Il paziente asmatico “dovrebbe avere maggiore consapevolezza della propria malattia e di come gestirla”, nonché “sottoporsi ai controlli periodici dallo specialista che possono essere più o meno ravvicinati a seconda della gravità della malattia, dell’aderenza del paziente alla terapia, della capacità di eseguire la tecnica inalatoria in modo corretto, ma anche della presenza di possibili malattie concomitanti e del mancato intervento sui fattori di rischio modificabili, su tutti il fumo”.
“La mancata aderenza alla terapia inalatoria rappresenta una delle principali problematiche della gestione dell’asma – sottolinea Claudio Micheletto, Direttore Uoc di Pneumologia, Azienda ospedaliera universitaria integrata di Verona – se negli anni è migliorato notevolmente l’aspetto diagnostico, permane invece la criticità del sotto-trattamento della patologia. Molti pazienti, infatti, tendono a sottovalutare la gravità effettiva della malattia, rinunciando alla terapia regolare quando i sintomi sono lievi o assenti. Poiché l’asma è caratterizzata da lunghe fasi intercritiche (cioè con assenza di sintomi tra una crisi e l’altra), il paziente, nei periodi in cui è libero dai sintomi, tende ad abbandonare la terapia di fondo costituita dall’associazione di steroidi inalatori e broncodilatatori, e a curarsi con la terapia al bisogno che però non controlla l’infiammazione alla base della malattia”.
“È bene ricordare che il rischio di mortalità associato all’asma nasce prevalentemente da una cura inappropriata – avverte Micheletto – tant’è che tra gli obiettivi delle Linee guida internazionali c’è quello di non avere più pazienti che si curano soltanto con una terapia al bisogno. Per questi motivi, è fondamentale che la terapia venga assunta correttamente e regolarmente. La possibilità di avere a disposizione una tripla associazione fissa in un unico inalatore rappresenta un’importante opportunità per i pazienti asmatici, non soltanto per migliorare l’efficacia del trattamento ma anche per aumentare l’aderenza terapeutica”.

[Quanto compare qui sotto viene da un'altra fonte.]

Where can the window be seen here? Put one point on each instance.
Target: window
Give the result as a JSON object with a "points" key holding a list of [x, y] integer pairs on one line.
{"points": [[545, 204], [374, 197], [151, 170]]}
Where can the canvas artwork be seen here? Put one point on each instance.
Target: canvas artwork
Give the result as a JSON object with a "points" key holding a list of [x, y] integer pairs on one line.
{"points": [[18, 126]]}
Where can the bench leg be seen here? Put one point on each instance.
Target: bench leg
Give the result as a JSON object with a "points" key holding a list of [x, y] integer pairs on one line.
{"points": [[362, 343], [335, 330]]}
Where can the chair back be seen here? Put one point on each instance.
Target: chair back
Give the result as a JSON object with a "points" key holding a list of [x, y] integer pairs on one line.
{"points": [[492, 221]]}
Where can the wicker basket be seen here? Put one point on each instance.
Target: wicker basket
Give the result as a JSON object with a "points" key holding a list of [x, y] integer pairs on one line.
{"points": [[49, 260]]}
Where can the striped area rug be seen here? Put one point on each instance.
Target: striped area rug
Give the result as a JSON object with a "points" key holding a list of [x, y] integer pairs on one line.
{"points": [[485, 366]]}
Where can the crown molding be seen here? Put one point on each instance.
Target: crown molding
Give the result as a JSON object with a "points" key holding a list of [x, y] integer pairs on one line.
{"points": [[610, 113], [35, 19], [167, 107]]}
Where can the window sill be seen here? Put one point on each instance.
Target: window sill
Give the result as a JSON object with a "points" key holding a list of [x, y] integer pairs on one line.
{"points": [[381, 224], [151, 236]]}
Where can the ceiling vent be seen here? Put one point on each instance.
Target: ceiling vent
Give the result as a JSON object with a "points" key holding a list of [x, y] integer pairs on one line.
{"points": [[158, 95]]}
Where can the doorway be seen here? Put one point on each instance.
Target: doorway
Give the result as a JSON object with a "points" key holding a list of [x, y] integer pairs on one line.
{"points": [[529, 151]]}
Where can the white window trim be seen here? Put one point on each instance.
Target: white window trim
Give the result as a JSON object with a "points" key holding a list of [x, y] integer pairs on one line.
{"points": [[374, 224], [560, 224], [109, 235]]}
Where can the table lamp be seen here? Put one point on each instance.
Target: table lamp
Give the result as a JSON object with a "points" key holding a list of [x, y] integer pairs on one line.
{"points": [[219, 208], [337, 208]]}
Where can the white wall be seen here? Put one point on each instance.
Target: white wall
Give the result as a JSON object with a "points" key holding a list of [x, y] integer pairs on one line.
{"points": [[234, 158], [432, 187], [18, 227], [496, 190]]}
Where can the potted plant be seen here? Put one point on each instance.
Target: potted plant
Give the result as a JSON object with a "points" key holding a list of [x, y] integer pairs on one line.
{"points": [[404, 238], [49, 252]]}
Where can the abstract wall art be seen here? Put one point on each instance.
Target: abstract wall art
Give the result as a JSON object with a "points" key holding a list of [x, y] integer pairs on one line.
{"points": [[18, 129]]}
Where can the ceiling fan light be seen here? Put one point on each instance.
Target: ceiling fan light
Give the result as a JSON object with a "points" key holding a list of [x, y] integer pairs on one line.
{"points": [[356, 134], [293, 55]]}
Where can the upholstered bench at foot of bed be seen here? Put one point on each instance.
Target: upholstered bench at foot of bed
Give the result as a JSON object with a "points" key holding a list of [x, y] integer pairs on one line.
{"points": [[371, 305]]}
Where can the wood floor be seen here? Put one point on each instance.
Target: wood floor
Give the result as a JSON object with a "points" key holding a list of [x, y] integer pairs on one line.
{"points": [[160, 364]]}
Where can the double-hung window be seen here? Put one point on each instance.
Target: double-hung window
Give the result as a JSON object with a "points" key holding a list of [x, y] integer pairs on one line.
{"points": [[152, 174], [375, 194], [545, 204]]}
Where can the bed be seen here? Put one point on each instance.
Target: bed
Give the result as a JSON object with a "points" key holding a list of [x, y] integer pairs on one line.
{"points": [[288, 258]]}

Oltre a questo, “è importante intervenire sullo stile di vita, modificando i cosiddetti fattori di rischio modificabili che possono causare complicanze e peggiorare lo stato di salute del paziente. In particolare, è consigliabile evitare il fumo di tabacco, praticare regolarmente un’adeguata attività fisica, perdere peso se si è in sovrappeso o obesi, così come limitare l’esposizione ai fattori allergizzanti e alle sostanze chimiche nocive, anche in ambiente domestico e lavorativo” conclude.